I have a total of 10 hens. 6 are just coming up on 1 year of age next month and the other 4 are another season older. We keep them separate, as the 4 were mean to the "babies" and integration attempts did not go well. The 4 are supposed to be all from the same "lines" of Black Copper Marans, though only 2 have the appropriate coloring. One is almost completely black and the other is a beautiful red. It took them FOREVER to finally lay at all, and they did so suddenly last winter. I don't remember exactly, but they were 30-something weeks by then and I found my first, frozen egg last Feb. 

Both sets of hens went through a molt in the fall. The "babies" had a brief egg hiatus then, though only my EEs were even laying by then anyway. As of now, all babies (3 EEs and 3 Cuckoo Maran) are laying regularly. The "big girls" (who are, ironically, smaller) have never gone back to laying. They get the same layer pellets, the same table scraps, the same sun, etc... they went through a pretty intense molt, and just never came back.
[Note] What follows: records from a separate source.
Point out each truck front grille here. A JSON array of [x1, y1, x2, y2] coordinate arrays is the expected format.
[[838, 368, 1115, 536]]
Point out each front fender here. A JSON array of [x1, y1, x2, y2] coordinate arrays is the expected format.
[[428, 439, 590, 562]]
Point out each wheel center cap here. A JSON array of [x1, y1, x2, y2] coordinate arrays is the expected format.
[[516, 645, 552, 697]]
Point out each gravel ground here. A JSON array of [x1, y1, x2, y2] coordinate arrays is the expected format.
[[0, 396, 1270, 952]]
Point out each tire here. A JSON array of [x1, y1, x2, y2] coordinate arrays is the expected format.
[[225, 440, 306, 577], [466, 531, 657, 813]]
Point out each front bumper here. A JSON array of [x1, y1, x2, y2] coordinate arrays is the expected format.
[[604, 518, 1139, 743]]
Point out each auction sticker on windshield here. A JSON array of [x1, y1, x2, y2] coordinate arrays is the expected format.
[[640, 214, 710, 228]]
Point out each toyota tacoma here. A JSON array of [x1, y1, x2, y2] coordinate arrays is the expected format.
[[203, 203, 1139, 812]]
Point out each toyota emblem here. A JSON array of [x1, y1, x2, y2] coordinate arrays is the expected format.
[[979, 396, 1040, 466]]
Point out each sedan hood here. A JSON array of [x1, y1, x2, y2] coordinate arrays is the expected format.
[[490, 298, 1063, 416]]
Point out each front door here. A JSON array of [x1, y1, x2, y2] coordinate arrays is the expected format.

All of their combs are paler, still, even though they are re-feathered. Lucy, my red hed, is missing tail feathers, still, but she's low girl on the pecking order, too. Last I checked, I saw no mites on them.

 

What else can we do? Supplements? Something else to look for? They used to have beautiful eggs and they seem much too young to have just quit like this.I even gave them the benefit of the doubt and gave them through winter, but it's been consistently warm here and still, nothing. 

post #2 of 5

I'd suspect worms as their combs are pale and a heavy load of worms will impact their laying. I normally take a "representative" sample of their poo - mix it up from a few birds - to my vet to do a fecal test to be sure. That way I know what type of worm I'm dealing with and can get the right meds. Any vet can do a fecal on chickens, doesn't have to be an avian vet.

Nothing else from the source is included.